February 17, 2006
Higher fuel and fertilizer costs and persistent drought in top producing areas will likely make the 2006 cotton crop 3 to 5 cents per pound more expensive to produce than the 2005 crop, but those factors may work in favor of stabilizing prices by keeping total acreage down in the United States, according to Gary Adams, vice-president of economics and policy analysis for the National Cotton Council.
The 2005 crop will likely end up being a record one of nearly 23.7 million bales, with 5.15 million bales coming from the six Southern states represented at the annual joint meeting of the Southern Cotton Producers Association and the Southeastern Cotton Ginners Association, held recently in Charlotte, N.C.
Speaking at the joint meeting, Adams notes that Georgia led the way in cotton production in the Southeast, producing 2.15 million bales in 2005. North Carolina produced 1.43 million bales, followed by Alabama with 830,000, South Carolina with 420,000, Virginia with 185,000 and Florida with 129,000 bales.
Back-to-back record crops left the United States with an oversupply of cotton, which is likely to move upward to near-record levels that were on hand after the 2001 crop.
“We have a 5.5 million-bale carryover from the 2004 crop, and an estimated 23.7 million bales produced in 2005, leaving us with just over 29 million bales to market. Despite some increase in demand and relatively strong prices worldwide, this carryover is reason for concern,” Adams says.
He points out that the trend upward in cotton products being imported into the United States continued in 2005. Though some of this cotton was grown in the United States, exported as raw product, and returned as finished goods, it still has a direct impact on U.S. mill use of domestic raw cotton.
The domestic market for cotton has dropped almost 50 percent in the past 10 years, from 11 million bales in 1996 to projected use of less than 6 million bales in 2006. “We have to continue to support use of our cotton by U.S. mills, but we must face the reality that over 70 percent of our cotton crop will be exported in 2006,” Adams says.
In 2005 over 16 million bales of U.S.-grown cotton was exported, comprising approximately 70 percent of the crop.

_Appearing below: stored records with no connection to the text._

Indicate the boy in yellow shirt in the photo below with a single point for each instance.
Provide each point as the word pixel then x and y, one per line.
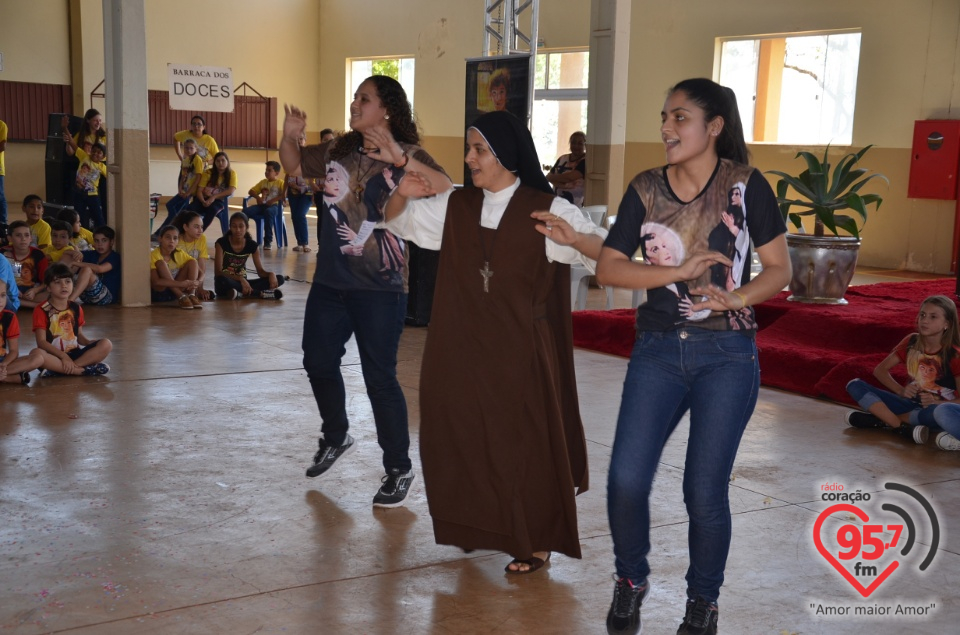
pixel 39 229
pixel 61 251
pixel 269 194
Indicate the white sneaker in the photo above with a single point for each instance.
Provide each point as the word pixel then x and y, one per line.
pixel 948 442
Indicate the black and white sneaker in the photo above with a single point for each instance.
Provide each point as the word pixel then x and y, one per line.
pixel 701 618
pixel 948 442
pixel 394 490
pixel 860 419
pixel 624 613
pixel 327 455
pixel 917 433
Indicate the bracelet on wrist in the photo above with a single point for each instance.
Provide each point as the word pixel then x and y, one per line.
pixel 743 300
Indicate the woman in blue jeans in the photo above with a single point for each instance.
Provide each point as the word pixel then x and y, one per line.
pixel 695 350
pixel 929 400
pixel 359 288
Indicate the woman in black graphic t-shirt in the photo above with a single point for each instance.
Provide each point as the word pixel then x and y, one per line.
pixel 695 350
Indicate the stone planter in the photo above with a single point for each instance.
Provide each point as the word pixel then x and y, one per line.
pixel 822 267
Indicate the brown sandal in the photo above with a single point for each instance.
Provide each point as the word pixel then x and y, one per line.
pixel 534 563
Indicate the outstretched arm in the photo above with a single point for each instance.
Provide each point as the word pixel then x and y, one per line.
pixel 294 125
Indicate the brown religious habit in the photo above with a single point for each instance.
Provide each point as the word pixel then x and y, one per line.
pixel 501 440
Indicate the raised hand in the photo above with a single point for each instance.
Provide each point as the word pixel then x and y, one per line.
pixel 415 185
pixel 555 228
pixel 294 122
pixel 698 262
pixel 387 148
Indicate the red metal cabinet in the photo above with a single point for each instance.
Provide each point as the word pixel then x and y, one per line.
pixel 935 160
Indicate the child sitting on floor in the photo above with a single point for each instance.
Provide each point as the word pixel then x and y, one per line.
pixel 230 265
pixel 28 263
pixel 173 272
pixel 39 228
pixel 104 263
pixel 14 369
pixel 193 241
pixel 58 326
pixel 929 400
pixel 81 238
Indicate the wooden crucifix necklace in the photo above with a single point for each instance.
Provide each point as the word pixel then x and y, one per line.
pixel 486 272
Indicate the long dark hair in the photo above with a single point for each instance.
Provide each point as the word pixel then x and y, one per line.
pixel 719 101
pixel 403 127
pixel 86 130
pixel 217 178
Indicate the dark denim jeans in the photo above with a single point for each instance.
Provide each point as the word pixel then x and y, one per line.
pixel 299 204
pixel 714 375
pixel 376 319
pixel 944 416
pixel 174 206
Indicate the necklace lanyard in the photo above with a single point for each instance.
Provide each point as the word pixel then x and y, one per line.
pixel 358 191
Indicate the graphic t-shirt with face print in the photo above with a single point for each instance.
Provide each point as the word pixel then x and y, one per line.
pixel 736 206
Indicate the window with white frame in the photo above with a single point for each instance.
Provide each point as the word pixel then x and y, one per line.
pixel 399 68
pixel 559 101
pixel 794 89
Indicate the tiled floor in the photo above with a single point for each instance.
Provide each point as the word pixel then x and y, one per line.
pixel 169 497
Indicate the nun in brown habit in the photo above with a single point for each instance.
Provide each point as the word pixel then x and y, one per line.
pixel 501 440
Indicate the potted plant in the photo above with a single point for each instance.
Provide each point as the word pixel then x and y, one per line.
pixel 823 265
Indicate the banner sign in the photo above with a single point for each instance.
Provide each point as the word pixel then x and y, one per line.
pixel 207 88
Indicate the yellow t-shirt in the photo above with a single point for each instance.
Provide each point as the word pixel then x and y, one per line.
pixel 214 190
pixel 177 260
pixel 40 234
pixel 196 249
pixel 3 137
pixel 56 254
pixel 91 138
pixel 83 241
pixel 206 145
pixel 89 173
pixel 191 169
pixel 272 188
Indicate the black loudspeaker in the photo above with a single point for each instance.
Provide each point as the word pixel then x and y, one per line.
pixel 422 265
pixel 60 168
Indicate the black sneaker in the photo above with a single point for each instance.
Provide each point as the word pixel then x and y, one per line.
pixel 917 433
pixel 327 455
pixel 394 489
pixel 860 419
pixel 624 613
pixel 701 618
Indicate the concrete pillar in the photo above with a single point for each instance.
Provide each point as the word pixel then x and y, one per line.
pixel 128 160
pixel 607 117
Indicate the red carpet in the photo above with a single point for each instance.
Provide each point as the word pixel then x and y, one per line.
pixel 809 349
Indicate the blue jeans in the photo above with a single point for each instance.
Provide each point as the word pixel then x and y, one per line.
pixel 299 204
pixel 210 212
pixel 269 215
pixel 715 376
pixel 174 206
pixel 3 202
pixel 376 318
pixel 944 416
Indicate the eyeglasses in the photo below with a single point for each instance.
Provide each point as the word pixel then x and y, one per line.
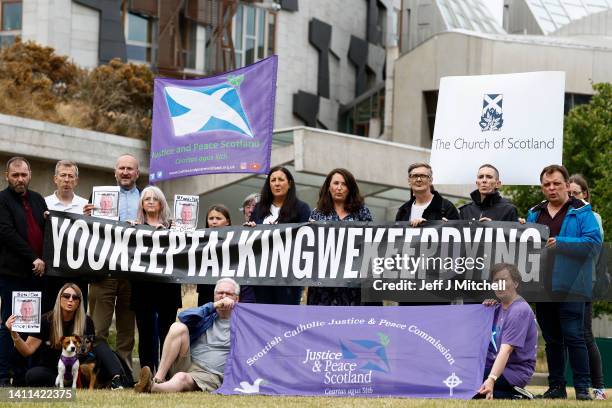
pixel 69 296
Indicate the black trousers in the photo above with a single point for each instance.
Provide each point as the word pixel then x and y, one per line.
pixel 110 366
pixel 153 326
pixel 278 295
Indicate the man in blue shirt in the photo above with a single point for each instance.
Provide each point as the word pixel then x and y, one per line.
pixel 574 233
pixel 111 294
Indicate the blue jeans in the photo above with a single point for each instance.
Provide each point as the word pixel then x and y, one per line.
pixel 562 325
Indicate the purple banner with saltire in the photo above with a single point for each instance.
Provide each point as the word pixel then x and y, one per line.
pixel 219 124
pixel 417 351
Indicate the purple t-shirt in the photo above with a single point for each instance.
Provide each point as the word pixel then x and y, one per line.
pixel 515 326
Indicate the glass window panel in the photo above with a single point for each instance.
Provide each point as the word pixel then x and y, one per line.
pixel 250 11
pixel 602 3
pixel 138 28
pixel 560 20
pixel 137 53
pixel 238 29
pixel 547 25
pixel 239 59
pixel 250 51
pixel 6 40
pixel 11 16
pixel 575 12
pixel 261 30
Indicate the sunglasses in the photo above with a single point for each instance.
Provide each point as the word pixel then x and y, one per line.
pixel 69 296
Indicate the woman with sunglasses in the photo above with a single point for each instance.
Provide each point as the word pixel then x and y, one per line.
pixel 66 319
pixel 339 201
pixel 279 205
pixel 154 303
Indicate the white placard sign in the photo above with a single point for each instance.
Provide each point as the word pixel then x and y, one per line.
pixel 512 121
pixel 26 309
pixel 106 202
pixel 185 212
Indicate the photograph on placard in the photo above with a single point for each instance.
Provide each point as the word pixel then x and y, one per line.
pixel 106 202
pixel 186 212
pixel 26 308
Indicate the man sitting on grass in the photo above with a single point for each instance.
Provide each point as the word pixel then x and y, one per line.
pixel 195 350
pixel 512 352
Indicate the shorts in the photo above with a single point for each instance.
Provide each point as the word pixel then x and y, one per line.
pixel 204 379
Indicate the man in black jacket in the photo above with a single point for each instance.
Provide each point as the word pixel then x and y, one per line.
pixel 22 224
pixel 487 204
pixel 425 203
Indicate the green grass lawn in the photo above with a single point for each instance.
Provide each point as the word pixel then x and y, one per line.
pixel 128 398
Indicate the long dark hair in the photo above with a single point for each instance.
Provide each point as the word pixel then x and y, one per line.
pixel 219 208
pixel 288 212
pixel 354 200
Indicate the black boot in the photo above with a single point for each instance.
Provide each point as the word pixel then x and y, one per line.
pixel 582 394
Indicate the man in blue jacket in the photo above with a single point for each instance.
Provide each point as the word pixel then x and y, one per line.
pixel 196 348
pixel 574 233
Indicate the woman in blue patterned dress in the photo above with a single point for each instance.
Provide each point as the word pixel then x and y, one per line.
pixel 339 200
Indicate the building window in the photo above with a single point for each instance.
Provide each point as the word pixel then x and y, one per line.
pixel 431 103
pixel 139 38
pixel 253 34
pixel 11 15
pixel 365 115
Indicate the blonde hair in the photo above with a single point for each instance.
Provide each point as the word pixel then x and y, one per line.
pixel 164 211
pixel 57 327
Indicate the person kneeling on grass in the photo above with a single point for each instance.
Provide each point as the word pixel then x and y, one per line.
pixel 512 352
pixel 196 348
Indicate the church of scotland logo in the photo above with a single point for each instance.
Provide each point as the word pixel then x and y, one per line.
pixel 491 117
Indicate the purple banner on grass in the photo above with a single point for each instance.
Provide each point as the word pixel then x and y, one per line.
pixel 425 352
pixel 220 124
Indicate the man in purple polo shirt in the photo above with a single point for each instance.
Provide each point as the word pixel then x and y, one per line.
pixel 512 353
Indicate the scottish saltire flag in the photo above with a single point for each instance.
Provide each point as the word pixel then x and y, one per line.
pixel 219 124
pixel 431 352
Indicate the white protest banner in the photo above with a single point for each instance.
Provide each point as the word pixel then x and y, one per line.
pixel 512 121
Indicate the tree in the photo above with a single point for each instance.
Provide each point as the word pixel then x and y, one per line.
pixel 587 149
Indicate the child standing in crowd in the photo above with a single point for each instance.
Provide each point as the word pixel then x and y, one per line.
pixel 218 216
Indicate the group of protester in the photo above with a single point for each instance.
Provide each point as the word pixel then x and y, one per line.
pixel 193 350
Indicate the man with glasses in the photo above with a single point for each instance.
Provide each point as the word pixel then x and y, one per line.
pixel 425 203
pixel 22 223
pixel 487 204
pixel 66 178
pixel 196 348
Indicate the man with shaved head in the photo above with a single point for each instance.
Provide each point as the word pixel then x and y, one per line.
pixel 113 294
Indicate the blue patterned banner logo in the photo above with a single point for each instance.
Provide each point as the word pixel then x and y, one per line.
pixel 492 116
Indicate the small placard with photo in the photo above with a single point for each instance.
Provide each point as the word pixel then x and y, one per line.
pixel 26 308
pixel 186 212
pixel 106 202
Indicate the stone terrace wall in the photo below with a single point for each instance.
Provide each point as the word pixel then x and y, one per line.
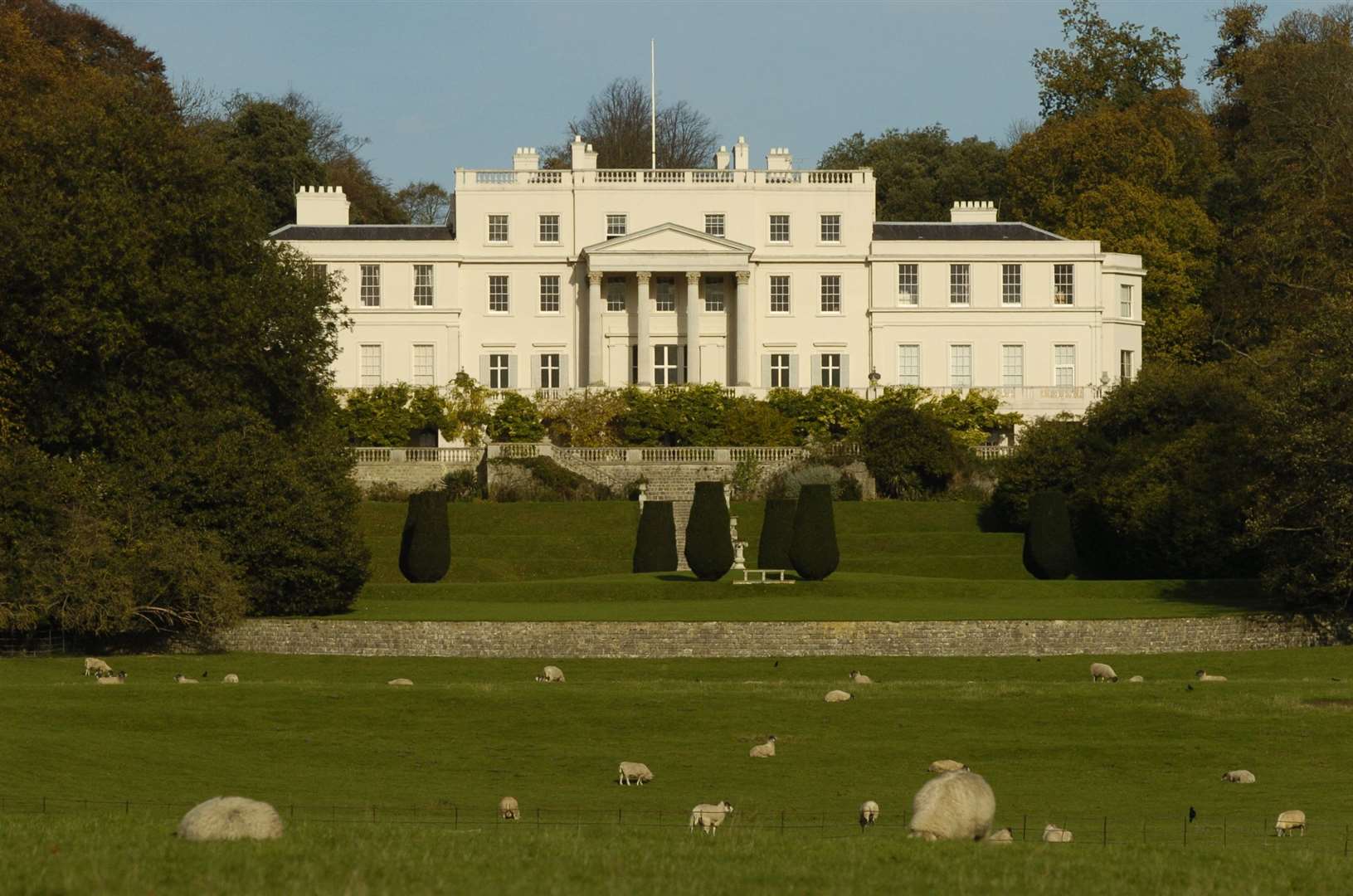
pixel 662 640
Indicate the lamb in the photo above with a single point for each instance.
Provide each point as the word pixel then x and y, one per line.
pixel 231 818
pixel 636 772
pixel 868 814
pixel 1103 672
pixel 1291 821
pixel 956 806
pixel 709 816
pixel 763 750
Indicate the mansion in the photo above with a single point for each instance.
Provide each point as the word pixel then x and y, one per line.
pixel 550 279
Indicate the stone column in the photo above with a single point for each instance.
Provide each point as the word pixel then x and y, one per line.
pixel 746 358
pixel 594 341
pixel 645 349
pixel 693 328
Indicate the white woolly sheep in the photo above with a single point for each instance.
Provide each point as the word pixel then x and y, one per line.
pixel 709 816
pixel 956 806
pixel 1053 834
pixel 1103 672
pixel 636 772
pixel 552 674
pixel 1291 821
pixel 868 814
pixel 231 818
pixel 763 750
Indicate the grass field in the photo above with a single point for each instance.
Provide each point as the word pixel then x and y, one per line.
pixel 392 789
pixel 898 562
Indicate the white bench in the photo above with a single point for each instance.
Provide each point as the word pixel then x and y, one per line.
pixel 763 577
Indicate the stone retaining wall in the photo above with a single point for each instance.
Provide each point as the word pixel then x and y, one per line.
pixel 662 640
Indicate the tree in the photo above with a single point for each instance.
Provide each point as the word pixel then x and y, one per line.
pixel 619 128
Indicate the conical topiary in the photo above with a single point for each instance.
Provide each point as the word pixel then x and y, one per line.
pixel 814 547
pixel 425 546
pixel 777 535
pixel 655 546
pixel 709 546
pixel 1049 544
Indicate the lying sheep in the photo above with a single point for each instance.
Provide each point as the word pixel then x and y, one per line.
pixel 231 818
pixel 1053 834
pixel 1291 821
pixel 636 772
pixel 956 806
pixel 868 814
pixel 763 750
pixel 709 816
pixel 1103 672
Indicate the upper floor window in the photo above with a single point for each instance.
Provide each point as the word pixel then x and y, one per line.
pixel 1012 285
pixel 1063 285
pixel 371 286
pixel 548 229
pixel 908 285
pixel 831 227
pixel 422 286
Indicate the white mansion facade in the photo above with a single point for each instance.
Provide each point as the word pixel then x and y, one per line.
pixel 754 278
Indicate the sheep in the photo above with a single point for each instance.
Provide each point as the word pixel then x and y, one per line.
pixel 1053 834
pixel 763 750
pixel 1103 672
pixel 956 806
pixel 231 818
pixel 552 674
pixel 636 772
pixel 868 814
pixel 1291 821
pixel 709 816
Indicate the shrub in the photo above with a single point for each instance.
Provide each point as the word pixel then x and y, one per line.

In 2006, exports are expected to edge closer to 18 million bales.
China is by far the biggest foreign customer for U.S.-grown cotton, followed by Mexico and Pakistan. Combined, the top five foreign customers buy over 80 percent of the cotton exported from the United States.
Though China produces about the same amount of cotton as the U.S. (projected 2005 crop is 25 million bales), its domestic use has grown at about 20 percent per year for the past few years, resulting in total demand for raw cotton growing to approximately 44 million bales for 2006. “Even if China reaches projected production levels of 30 million bales per year, its supply/demand ratio will still offer huge market potential for cotton exporters,” Adams explains.
“Unless China has some unforeseen dramatic drop in textile production, it will remain the largest importer of raw cotton and largest exporter of finished textile goods in the world for some time to come,” Adams adds.
Worldwide usage is approximately 115 million bales annually and demand remains high, Adams notes. “However, worldwide, we have about 15 million bales in carryover from 2004, and of greater concern is the high percentage of total carryover that is in the United States.
“On the supply side, prices remain good. Farmer prices of 42 cents per pound increased to 48 cents per pound in 2005, and forecasts for 2006 are optimistic, Adams contends. “It doesn't appear that the Southwest states will be able to duplicate in 2006 their record yields of 2004 and 2005, because of extended drought and higher production prices, which will help on the supply side,” Adams projects.
“On the demand side, we must continue to support domestic use of cotton, but we must recognize that over 70 percent of the 2006 crop will be exported. And, we must recognize that China will be our biggest customer for some time to come,” Adams contends.
“Worldwide we are projecting use of about 115 million bales for 2006, which is online with previous years. So, we have some reason for optimism. However, the high carryover stocks and uncertainty of foreign trade negotiations are reason enough to approach the 2006 production year with caution,” Adams warns.